Our ducks are free range and earlier in the year cluches of ducklings were reduced by quite a few - example mum hatched 9 and within 2 days would be at the pond side then back and to between barn and pond. Some ducklings would just stride into the pig field and we would find a little foot in the mud by the fenceline or a hawk would sweep one away - ended up with 5 surviving and after a couple of weeks they seem to survive really well due to fast growing.
We have kept this lot in the barn - as a mother duck can you imagine what its like looking after 26 day old duckeys - eyes in the back of yer head   

ps can anyone beat 26 or is it a bhf record


----------



## ohiofarmgirl (Aug 25, 2011)

we had 23 one time.... and our momma was #1 they all did great.

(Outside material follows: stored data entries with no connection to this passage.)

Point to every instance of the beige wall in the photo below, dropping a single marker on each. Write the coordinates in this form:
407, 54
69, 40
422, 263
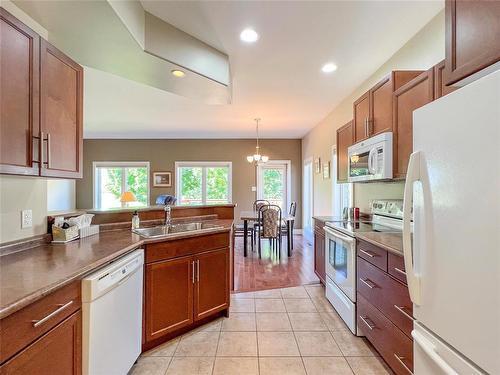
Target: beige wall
424, 50
162, 154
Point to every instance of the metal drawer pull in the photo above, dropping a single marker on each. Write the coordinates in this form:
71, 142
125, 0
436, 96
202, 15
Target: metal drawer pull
37, 323
371, 286
400, 360
400, 271
371, 255
401, 310
364, 319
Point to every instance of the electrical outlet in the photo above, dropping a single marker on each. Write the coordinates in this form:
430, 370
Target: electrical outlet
26, 219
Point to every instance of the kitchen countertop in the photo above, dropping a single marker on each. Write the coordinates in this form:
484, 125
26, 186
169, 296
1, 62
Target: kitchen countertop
390, 241
28, 275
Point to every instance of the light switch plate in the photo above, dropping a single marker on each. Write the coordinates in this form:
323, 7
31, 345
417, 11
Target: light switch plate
26, 219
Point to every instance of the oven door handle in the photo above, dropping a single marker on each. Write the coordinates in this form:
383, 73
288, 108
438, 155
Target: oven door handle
338, 235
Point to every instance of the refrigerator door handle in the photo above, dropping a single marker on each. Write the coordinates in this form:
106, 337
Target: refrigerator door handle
412, 175
430, 350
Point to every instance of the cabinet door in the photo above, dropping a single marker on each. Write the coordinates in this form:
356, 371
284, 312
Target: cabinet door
169, 296
212, 283
345, 138
19, 116
472, 30
59, 351
61, 109
381, 111
440, 89
361, 117
408, 98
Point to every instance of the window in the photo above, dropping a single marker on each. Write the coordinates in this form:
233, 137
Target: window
111, 179
203, 183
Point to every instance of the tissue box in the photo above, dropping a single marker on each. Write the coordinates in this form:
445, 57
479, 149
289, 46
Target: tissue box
63, 235
89, 231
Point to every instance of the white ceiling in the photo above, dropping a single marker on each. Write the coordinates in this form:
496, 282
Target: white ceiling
278, 78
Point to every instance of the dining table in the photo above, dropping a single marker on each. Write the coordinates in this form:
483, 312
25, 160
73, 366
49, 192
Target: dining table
247, 216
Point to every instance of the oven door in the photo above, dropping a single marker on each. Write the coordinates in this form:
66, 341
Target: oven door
340, 257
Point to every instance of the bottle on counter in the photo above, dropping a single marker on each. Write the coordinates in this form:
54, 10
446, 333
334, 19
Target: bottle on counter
135, 220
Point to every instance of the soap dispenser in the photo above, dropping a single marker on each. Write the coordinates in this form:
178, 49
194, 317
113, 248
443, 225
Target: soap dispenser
135, 220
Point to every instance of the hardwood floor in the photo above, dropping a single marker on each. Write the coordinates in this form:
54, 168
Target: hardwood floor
252, 273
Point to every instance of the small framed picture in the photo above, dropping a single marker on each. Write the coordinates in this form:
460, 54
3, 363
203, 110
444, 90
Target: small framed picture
162, 179
317, 165
326, 170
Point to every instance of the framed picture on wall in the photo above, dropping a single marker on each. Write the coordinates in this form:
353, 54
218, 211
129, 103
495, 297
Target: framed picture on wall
162, 179
317, 165
326, 170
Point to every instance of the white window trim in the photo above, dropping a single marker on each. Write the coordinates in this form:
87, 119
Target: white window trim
228, 164
288, 164
122, 164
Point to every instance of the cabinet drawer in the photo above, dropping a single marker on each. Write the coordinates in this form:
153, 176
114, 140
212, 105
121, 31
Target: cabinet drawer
396, 267
388, 295
26, 325
372, 254
186, 246
390, 342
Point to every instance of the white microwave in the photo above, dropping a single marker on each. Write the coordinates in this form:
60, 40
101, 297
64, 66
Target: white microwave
370, 159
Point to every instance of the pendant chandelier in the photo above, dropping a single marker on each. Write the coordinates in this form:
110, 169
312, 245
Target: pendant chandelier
257, 157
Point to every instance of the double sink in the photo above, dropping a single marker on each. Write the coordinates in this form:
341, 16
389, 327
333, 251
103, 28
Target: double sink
168, 230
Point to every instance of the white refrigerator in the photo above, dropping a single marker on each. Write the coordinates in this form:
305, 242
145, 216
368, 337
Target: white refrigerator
452, 259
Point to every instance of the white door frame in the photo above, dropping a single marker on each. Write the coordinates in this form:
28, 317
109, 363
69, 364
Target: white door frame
288, 165
308, 232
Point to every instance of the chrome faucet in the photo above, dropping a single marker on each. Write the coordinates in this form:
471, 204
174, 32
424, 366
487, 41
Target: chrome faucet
168, 219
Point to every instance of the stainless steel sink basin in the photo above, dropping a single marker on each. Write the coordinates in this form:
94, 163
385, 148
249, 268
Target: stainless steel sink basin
164, 230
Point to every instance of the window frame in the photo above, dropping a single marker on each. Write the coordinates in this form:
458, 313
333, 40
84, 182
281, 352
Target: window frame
203, 165
120, 164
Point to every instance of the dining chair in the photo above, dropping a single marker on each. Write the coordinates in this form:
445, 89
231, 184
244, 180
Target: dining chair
270, 219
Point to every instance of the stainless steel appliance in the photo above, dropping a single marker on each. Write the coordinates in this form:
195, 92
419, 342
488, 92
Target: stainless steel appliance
371, 159
340, 253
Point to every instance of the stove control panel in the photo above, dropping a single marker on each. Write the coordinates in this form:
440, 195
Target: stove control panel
388, 207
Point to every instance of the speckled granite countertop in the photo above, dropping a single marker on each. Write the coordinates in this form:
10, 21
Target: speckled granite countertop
28, 275
390, 241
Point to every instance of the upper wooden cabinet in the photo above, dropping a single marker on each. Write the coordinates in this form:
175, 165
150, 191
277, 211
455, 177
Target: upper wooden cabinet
472, 37
440, 88
345, 138
41, 96
19, 97
373, 111
61, 113
406, 99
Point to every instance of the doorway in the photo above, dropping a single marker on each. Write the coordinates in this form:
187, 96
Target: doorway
273, 183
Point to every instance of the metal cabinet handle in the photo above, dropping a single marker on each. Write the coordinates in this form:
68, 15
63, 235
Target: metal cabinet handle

right now i have 8 little fuzzy butts - they are a hoot. every day i walk them up to the "baby yard" - its like herding pingpong balls


----------



## Royd Wood (Aug 25, 2011)

pingpong balls  I look at my duck and see a bright yellow rug following her around


----------



## she-earl (Aug 28, 2011)

When I was a child growing up, my grandpa raised Muscovs.  He would take eggs from a laying duck and add to a nest where a duck was planning to brood so that she would have more eggs to sit on.  I don't recall how many he would have a hen sitting on.


----------



## Bossroo (Aug 29, 2011)

Years ago, I had 4 Pekin ducks and 1 pekin drake. Starting in early Feb. each hen set and incubated their own eggs, then after hatch, I took the ducklings away to raise in pens. The ducks immediately started to lay new clutches.   By late fall, they hatched out 96 duckings.  What  great eating feasts we had .


----------